We expect the following deliverables:
- All relevant code related to the project.
- sequential code + parallel implementations
- the parallel versions should check their result with the one
of the sequential version to proof that the outcome is
correct!
- A short report that describes:
- The problem (brief).
- The different implementations. You can be brief here,
since we have your source code. A diagram or scheme might be
helpful here.
- Links to sources of information and of source code.
- Description of the parallel system:
- Most important: a discussion of the performance of the
different implementations
- Give speedups, computational performance (flops) and
bandwidth of the different experiments
- MPI: determine the granularity (computation versus
communication) of your program.
- GPU: Determine the computational intensity of your
kernel to know whether it is memory bound or computation
bound or both. The roofline model will be briefly
discussed during the last exercise session using
this visual studio solution .
- Graphs:
- MPI and multithreaded: speedup in function of p
(number of processes/threads)
- all: speedup in function of W (problem size, which is
a problem-dependent parameter)
- which implementations are scalable?
- Discussion of results: compare implementations and try
to explain inefficiencies
- especially in case of bad speedups, try to find out
why it is performing so bad
- A small presentation for the other students and ourselves.The
presentation will be given by the end of December.
Topics
You are free in choosing a topic.

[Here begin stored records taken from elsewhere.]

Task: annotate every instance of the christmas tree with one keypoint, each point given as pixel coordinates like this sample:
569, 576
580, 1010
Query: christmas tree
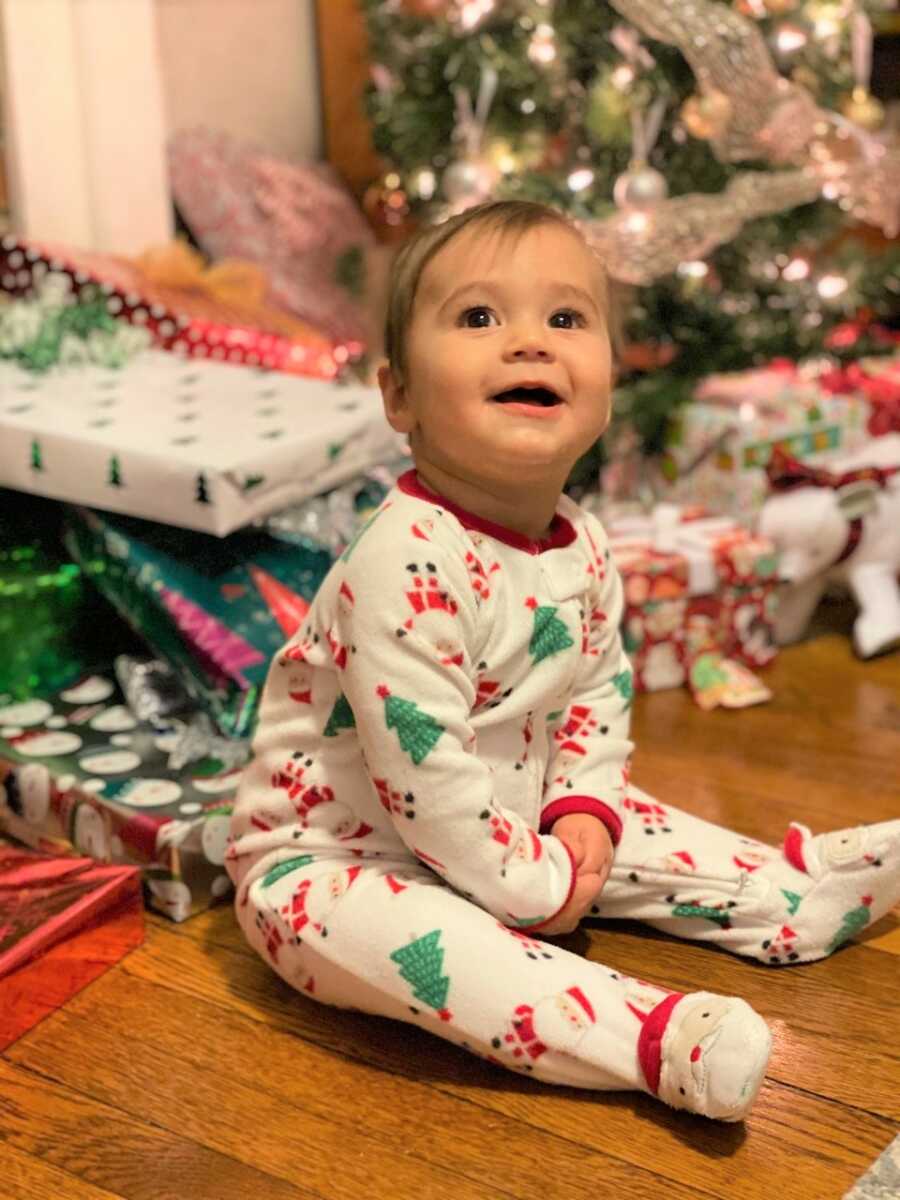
720, 155
418, 731
420, 964
550, 634
341, 718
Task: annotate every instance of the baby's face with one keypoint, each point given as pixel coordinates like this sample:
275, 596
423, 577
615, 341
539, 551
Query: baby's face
496, 315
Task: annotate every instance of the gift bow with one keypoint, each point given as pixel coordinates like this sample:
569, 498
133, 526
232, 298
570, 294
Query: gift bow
786, 473
231, 282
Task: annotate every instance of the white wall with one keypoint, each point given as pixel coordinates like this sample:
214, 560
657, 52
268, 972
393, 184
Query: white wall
245, 66
94, 88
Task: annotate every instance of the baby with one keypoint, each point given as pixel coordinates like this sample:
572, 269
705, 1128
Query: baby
442, 765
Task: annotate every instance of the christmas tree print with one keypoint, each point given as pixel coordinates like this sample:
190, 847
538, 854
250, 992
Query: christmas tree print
624, 684
852, 923
418, 731
288, 609
550, 635
291, 864
222, 647
420, 964
341, 718
114, 478
364, 529
719, 916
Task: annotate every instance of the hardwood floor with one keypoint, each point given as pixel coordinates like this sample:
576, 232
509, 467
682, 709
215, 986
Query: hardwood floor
190, 1071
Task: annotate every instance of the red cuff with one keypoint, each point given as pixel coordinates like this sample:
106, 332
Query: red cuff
535, 929
593, 808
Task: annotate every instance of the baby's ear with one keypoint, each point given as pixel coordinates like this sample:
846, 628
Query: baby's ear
394, 396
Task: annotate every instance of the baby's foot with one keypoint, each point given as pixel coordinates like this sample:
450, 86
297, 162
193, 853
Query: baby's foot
856, 876
713, 1056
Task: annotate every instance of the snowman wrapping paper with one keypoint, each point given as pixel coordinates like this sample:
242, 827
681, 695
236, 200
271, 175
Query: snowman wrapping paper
78, 772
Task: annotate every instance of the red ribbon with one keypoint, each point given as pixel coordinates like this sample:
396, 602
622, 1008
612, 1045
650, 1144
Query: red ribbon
786, 474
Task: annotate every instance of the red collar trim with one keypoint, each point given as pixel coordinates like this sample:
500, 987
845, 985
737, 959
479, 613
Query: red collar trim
562, 531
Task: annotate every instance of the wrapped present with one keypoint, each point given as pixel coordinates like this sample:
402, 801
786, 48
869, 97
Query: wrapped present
876, 378
79, 773
295, 220
700, 601
217, 313
215, 609
53, 624
719, 445
192, 444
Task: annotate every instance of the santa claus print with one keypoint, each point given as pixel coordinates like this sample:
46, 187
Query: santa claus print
580, 725
781, 947
271, 936
531, 947
479, 577
401, 804
557, 1023
679, 862
652, 816
315, 900
426, 594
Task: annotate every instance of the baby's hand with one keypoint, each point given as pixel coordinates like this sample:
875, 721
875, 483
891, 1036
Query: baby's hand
592, 850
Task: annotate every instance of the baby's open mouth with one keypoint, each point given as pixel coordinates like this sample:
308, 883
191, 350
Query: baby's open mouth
544, 397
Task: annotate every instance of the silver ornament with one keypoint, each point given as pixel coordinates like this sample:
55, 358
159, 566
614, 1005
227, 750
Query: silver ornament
640, 187
468, 181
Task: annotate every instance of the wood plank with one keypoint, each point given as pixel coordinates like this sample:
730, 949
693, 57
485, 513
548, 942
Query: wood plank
71, 1133
343, 73
317, 1084
29, 1179
845, 1141
257, 1119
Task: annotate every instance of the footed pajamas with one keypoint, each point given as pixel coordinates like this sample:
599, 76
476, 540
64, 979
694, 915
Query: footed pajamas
455, 690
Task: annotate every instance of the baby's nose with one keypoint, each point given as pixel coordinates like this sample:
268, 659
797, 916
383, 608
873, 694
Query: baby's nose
528, 347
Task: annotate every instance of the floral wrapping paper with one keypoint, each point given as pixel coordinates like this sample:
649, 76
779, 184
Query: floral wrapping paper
719, 445
699, 611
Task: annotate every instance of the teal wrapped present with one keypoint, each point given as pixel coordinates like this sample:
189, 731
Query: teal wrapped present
216, 609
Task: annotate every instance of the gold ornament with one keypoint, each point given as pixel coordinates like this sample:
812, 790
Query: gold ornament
502, 156
707, 115
862, 108
532, 149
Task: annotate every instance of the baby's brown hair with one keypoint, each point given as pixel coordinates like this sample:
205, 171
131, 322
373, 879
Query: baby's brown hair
503, 216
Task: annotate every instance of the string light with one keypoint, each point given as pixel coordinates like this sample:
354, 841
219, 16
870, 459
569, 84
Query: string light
623, 76
580, 179
829, 287
796, 270
543, 47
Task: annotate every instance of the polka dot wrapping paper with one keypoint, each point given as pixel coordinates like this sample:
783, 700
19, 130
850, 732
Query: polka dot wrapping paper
195, 443
81, 774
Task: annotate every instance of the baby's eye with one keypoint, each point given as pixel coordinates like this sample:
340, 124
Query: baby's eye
479, 317
567, 318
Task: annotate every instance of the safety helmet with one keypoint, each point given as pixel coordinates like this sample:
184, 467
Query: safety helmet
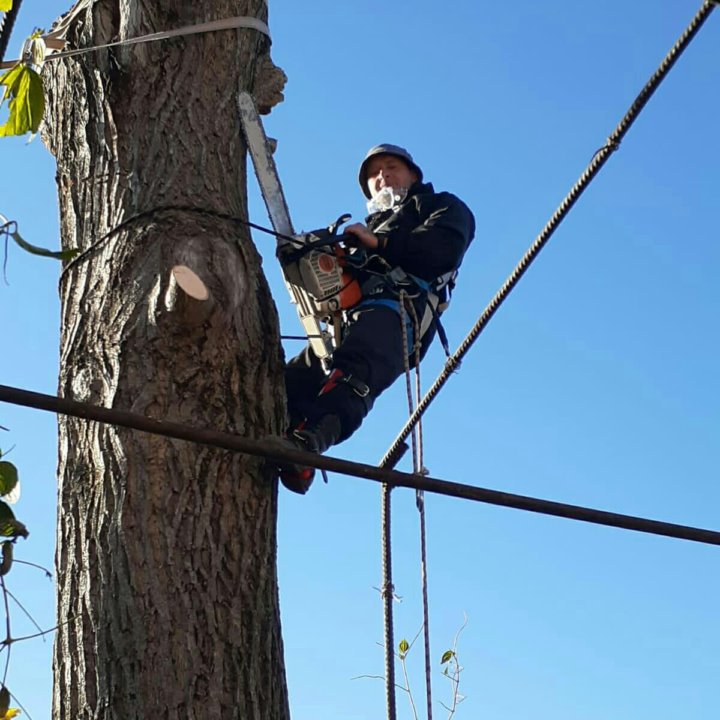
386, 149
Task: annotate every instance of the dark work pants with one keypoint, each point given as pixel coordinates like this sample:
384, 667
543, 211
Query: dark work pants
371, 352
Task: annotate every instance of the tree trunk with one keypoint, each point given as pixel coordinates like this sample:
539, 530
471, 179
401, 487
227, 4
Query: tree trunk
166, 559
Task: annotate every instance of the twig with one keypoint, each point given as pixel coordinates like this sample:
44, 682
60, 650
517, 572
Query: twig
8, 638
22, 607
48, 574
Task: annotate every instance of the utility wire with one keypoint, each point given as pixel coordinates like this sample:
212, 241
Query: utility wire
599, 159
278, 452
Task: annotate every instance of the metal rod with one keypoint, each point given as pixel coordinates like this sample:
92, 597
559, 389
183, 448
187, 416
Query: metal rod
275, 451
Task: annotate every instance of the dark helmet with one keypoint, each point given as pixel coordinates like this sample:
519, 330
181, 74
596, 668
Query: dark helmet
386, 149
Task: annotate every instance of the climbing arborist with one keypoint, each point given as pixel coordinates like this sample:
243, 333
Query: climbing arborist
415, 239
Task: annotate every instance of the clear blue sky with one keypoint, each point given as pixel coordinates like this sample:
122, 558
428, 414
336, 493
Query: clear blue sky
596, 383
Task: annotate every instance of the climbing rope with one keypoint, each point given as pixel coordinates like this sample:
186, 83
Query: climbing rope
599, 159
418, 469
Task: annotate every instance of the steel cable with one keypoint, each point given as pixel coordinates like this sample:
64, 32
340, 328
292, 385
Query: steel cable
599, 159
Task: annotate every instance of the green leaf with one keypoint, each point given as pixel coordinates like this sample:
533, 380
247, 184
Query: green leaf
24, 88
6, 564
13, 529
35, 250
9, 526
8, 477
6, 513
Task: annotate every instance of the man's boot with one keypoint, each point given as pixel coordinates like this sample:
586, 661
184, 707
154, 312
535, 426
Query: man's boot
315, 437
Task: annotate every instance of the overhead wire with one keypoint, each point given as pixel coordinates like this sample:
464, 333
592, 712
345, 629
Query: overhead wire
7, 21
278, 451
597, 162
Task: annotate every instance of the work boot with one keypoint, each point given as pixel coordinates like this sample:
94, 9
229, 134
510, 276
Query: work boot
317, 438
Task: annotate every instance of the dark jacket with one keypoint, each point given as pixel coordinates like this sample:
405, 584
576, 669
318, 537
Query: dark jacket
427, 235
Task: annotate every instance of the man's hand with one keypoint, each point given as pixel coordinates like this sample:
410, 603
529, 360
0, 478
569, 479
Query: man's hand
364, 236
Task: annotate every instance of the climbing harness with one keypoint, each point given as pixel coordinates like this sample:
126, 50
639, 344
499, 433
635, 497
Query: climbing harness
325, 273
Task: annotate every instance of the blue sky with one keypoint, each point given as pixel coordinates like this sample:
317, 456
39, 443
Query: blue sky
596, 383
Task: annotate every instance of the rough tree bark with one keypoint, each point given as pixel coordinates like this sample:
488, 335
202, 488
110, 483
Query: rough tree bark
167, 589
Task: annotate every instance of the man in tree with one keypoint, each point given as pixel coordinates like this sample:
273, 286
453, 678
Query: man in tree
415, 239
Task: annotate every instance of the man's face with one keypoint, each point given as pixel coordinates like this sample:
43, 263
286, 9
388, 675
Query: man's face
388, 171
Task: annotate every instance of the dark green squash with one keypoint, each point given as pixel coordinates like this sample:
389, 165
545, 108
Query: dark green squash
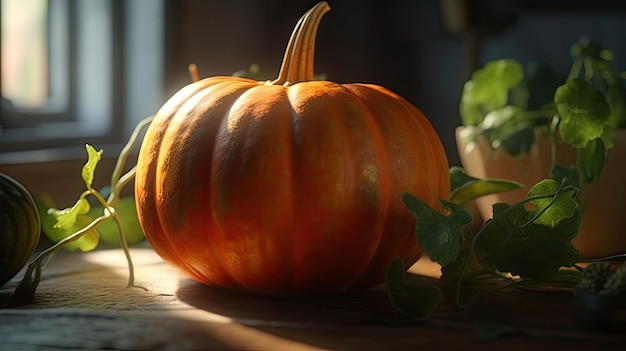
20, 227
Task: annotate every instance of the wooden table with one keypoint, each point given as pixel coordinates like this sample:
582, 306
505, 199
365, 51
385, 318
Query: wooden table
83, 304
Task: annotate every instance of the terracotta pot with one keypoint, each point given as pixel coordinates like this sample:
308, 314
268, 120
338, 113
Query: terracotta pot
603, 230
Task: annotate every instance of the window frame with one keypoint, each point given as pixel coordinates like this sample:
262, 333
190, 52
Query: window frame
64, 137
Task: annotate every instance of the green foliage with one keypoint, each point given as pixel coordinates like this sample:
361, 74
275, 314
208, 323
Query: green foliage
466, 188
504, 105
73, 228
439, 235
488, 90
413, 297
531, 240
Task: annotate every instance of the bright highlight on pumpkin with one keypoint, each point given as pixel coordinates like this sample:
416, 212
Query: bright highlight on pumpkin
287, 187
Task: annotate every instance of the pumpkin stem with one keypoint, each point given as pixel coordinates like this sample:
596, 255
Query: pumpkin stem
193, 72
297, 63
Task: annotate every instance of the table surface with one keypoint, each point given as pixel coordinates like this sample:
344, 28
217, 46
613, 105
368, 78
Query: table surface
82, 303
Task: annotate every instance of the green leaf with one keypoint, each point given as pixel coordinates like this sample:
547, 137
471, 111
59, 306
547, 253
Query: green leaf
551, 214
489, 89
89, 168
87, 242
415, 297
515, 240
584, 112
67, 217
440, 236
571, 175
127, 214
466, 188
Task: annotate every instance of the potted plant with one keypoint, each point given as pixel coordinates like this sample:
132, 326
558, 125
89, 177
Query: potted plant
531, 124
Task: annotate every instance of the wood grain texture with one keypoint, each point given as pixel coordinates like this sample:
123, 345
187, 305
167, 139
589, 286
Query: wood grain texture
83, 304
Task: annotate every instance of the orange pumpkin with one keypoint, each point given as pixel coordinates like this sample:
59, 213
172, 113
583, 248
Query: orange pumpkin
287, 187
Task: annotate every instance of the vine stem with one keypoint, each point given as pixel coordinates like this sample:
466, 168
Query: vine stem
562, 189
27, 287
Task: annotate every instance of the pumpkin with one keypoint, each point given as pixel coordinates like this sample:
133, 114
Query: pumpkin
19, 227
290, 187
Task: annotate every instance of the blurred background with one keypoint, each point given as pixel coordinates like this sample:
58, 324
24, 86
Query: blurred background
77, 71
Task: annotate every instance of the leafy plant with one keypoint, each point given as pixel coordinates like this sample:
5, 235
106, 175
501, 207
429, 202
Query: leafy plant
504, 104
529, 241
74, 229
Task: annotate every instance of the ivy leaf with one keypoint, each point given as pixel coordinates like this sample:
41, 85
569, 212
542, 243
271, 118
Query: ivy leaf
533, 249
67, 217
466, 188
440, 236
563, 207
413, 297
467, 266
570, 174
89, 168
86, 243
584, 112
489, 89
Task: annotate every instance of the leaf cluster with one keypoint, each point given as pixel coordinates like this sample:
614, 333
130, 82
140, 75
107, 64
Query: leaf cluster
529, 240
505, 104
73, 228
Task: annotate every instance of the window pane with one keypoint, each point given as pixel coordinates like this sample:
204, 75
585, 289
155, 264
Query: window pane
25, 52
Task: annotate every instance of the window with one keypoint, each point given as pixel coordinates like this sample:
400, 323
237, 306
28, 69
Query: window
76, 72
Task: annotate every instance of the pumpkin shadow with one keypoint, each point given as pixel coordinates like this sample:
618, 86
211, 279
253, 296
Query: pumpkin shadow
363, 310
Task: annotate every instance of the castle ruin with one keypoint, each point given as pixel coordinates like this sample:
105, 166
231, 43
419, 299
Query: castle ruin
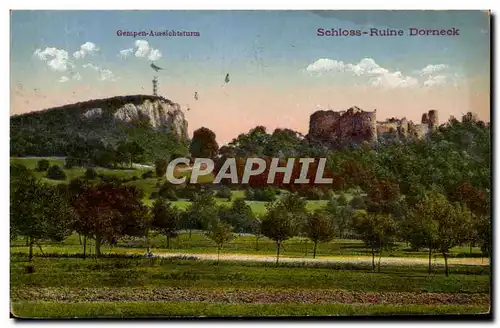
353, 126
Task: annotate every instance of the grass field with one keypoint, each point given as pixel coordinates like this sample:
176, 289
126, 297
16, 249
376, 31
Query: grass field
187, 280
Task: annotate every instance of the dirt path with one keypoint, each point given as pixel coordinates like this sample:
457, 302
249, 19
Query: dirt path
331, 259
255, 296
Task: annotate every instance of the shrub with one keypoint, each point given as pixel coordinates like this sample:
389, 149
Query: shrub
224, 192
148, 175
42, 165
70, 162
90, 173
56, 173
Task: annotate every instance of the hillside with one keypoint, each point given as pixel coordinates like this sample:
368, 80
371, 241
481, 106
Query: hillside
156, 123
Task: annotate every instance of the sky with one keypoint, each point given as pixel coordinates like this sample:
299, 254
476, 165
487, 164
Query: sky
280, 69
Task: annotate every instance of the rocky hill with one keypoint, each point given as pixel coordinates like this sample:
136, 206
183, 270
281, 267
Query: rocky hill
156, 123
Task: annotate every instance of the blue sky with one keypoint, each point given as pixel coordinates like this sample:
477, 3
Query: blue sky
271, 50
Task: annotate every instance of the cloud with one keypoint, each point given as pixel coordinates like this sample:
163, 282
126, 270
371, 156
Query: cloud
56, 59
378, 75
91, 66
125, 53
155, 54
76, 76
86, 48
325, 65
394, 80
141, 49
434, 80
106, 75
431, 69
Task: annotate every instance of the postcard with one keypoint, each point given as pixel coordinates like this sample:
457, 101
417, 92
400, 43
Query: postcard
256, 164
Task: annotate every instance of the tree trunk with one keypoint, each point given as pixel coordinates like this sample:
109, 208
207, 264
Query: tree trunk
430, 258
379, 258
373, 259
84, 247
445, 263
98, 245
30, 256
278, 244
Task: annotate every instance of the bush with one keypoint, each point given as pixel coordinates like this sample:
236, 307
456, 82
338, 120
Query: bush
70, 162
148, 175
90, 173
56, 173
42, 165
358, 203
224, 192
261, 194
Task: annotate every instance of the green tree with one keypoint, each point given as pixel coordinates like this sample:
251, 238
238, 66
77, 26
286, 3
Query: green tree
39, 211
377, 230
319, 228
42, 165
203, 144
279, 225
56, 173
166, 219
220, 233
108, 211
161, 167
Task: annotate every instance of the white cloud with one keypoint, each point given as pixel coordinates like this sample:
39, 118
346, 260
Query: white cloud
394, 80
56, 59
142, 48
106, 75
91, 66
125, 53
432, 69
86, 48
155, 54
434, 80
325, 65
378, 75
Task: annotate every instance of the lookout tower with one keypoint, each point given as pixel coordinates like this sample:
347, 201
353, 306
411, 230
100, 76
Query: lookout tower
155, 86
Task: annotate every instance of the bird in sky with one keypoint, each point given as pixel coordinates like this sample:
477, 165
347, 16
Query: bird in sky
156, 68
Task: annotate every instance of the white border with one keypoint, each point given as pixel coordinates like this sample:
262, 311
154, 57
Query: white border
200, 4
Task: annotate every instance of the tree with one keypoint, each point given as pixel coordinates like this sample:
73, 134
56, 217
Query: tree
377, 230
38, 211
165, 219
90, 173
256, 228
203, 144
220, 233
439, 225
239, 215
108, 211
279, 224
161, 167
56, 173
319, 228
42, 165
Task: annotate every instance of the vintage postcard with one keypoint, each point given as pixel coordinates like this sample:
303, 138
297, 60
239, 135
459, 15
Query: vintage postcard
181, 164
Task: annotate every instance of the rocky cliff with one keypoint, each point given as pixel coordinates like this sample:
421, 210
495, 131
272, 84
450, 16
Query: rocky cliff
151, 120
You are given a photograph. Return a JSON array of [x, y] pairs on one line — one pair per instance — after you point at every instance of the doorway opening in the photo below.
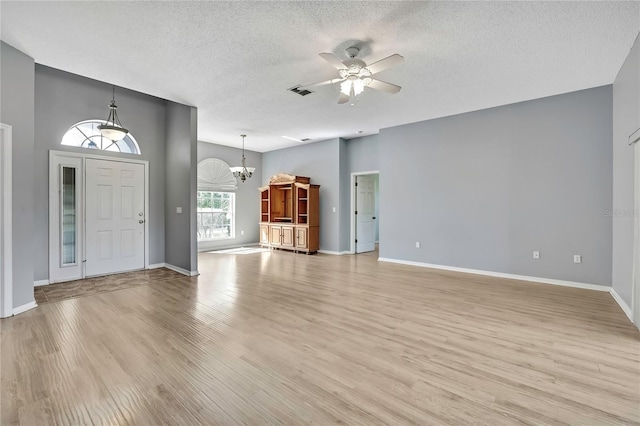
[[365, 211], [635, 302], [6, 268], [97, 216]]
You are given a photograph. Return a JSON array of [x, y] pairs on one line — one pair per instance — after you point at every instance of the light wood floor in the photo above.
[[284, 338]]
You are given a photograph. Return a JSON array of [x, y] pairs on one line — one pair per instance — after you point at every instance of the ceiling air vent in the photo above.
[[301, 92]]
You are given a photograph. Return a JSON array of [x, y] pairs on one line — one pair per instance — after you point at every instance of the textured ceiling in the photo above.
[[235, 60]]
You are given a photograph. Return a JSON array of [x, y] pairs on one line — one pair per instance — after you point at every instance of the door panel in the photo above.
[[365, 206], [114, 217], [275, 235], [287, 236], [264, 234], [301, 238]]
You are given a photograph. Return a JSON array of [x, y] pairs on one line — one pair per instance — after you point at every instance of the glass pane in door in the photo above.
[[68, 215]]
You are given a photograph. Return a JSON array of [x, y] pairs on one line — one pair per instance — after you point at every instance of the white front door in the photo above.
[[365, 213], [114, 217]]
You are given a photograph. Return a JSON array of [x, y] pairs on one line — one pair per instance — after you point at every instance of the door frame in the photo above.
[[54, 249], [352, 214], [635, 302], [6, 205]]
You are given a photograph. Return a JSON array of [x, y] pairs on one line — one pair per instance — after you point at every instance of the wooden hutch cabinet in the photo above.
[[290, 213]]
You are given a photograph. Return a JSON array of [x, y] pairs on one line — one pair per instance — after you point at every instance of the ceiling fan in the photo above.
[[355, 74]]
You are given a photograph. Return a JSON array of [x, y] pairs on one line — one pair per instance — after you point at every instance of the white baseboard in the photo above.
[[156, 266], [181, 271], [24, 308], [501, 275], [336, 253], [205, 248], [625, 308]]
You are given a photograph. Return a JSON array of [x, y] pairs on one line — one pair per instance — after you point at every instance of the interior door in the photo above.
[[114, 217], [365, 213]]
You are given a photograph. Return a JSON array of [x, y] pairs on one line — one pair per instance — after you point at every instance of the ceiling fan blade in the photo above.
[[333, 60], [322, 83], [383, 64], [384, 86]]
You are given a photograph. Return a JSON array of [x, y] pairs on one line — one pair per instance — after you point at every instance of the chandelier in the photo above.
[[113, 129], [243, 172]]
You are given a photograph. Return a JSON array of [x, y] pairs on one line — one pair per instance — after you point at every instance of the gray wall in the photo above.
[[321, 162], [63, 99], [363, 154], [247, 198], [482, 190], [17, 110], [626, 119], [180, 185]]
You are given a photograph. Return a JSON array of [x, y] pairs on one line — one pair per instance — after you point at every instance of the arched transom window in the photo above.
[[216, 200], [87, 135]]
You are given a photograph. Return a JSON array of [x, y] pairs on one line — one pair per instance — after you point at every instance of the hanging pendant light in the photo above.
[[113, 129], [243, 172]]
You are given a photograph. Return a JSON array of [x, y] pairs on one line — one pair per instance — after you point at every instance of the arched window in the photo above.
[[216, 200], [87, 135]]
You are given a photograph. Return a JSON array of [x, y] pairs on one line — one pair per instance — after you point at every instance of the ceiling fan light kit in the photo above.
[[355, 74]]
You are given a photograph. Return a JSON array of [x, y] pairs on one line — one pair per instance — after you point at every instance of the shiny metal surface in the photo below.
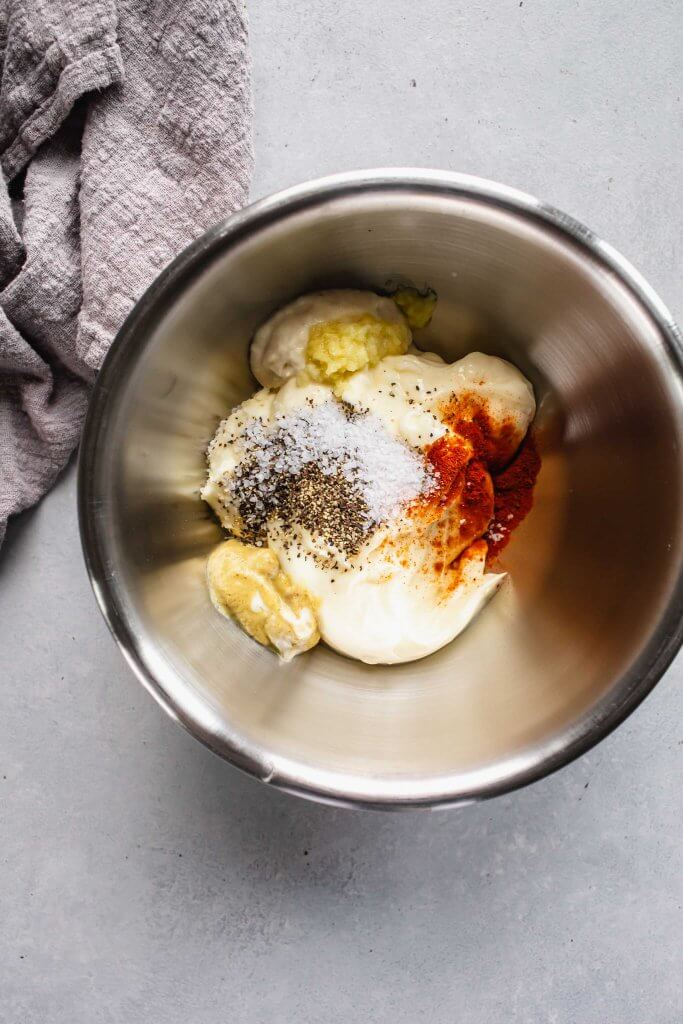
[[591, 613]]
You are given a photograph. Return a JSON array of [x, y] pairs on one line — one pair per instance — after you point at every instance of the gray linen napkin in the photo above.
[[125, 130]]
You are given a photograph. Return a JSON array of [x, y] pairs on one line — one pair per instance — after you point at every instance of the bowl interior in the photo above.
[[591, 571]]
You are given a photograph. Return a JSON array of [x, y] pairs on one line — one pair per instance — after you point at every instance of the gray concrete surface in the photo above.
[[142, 880]]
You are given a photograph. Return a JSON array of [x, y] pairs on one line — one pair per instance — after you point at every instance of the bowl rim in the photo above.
[[333, 787]]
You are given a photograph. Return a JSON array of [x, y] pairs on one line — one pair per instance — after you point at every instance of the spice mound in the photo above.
[[368, 487]]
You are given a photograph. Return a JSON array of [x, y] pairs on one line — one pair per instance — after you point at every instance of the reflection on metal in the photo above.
[[592, 612]]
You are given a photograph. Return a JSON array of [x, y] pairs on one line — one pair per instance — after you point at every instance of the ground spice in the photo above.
[[513, 489], [474, 470]]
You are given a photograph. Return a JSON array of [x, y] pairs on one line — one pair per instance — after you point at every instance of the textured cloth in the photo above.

For instance, you can parallelize
the algorithm of your thesis, or another one that interests you.
Here some suggestions:
- Sorting. Although an very common algorithm, it will still be
interesting to see some results. For instance, test bitonic sort
on the GPU! See the theory chapter devoted to it.
- Discrete Optimization Problem. Choose a problem, like the
shift puzzle of the theory (we have sequential java code you can
start from!). See the theory chapter devoted to it. Using the
power of a GPU is a challenge here, there are several options.
- Genetic algorithms.
Previous topics (which you can still choose)
For each topic we will give some pointers to problem descriptions
together with a number of possible implementations.
We will also try to give an estimation of the difficulty level and
feasibility.
Topics 2014-2015
For each topic we will give some pointers to problem
descriptions together with a number of possible implementations.
We will also try to give an estimation of the difficulty level and
feasibility.
a) Pattern recognition in signals
Consider the following large, historical 1D signal
consisting of 2 variables that fluctuate in time:
Let's index the two arrays as follows:
Now we want to find matches of a given, limited signal - the query
- in the historical data.
Example:
Indexed as follows:
To find a match we slide the query over the historical data and
for each offset calculate the distance between both:
=>
Here the sum of absolute differences is taken as distance metric.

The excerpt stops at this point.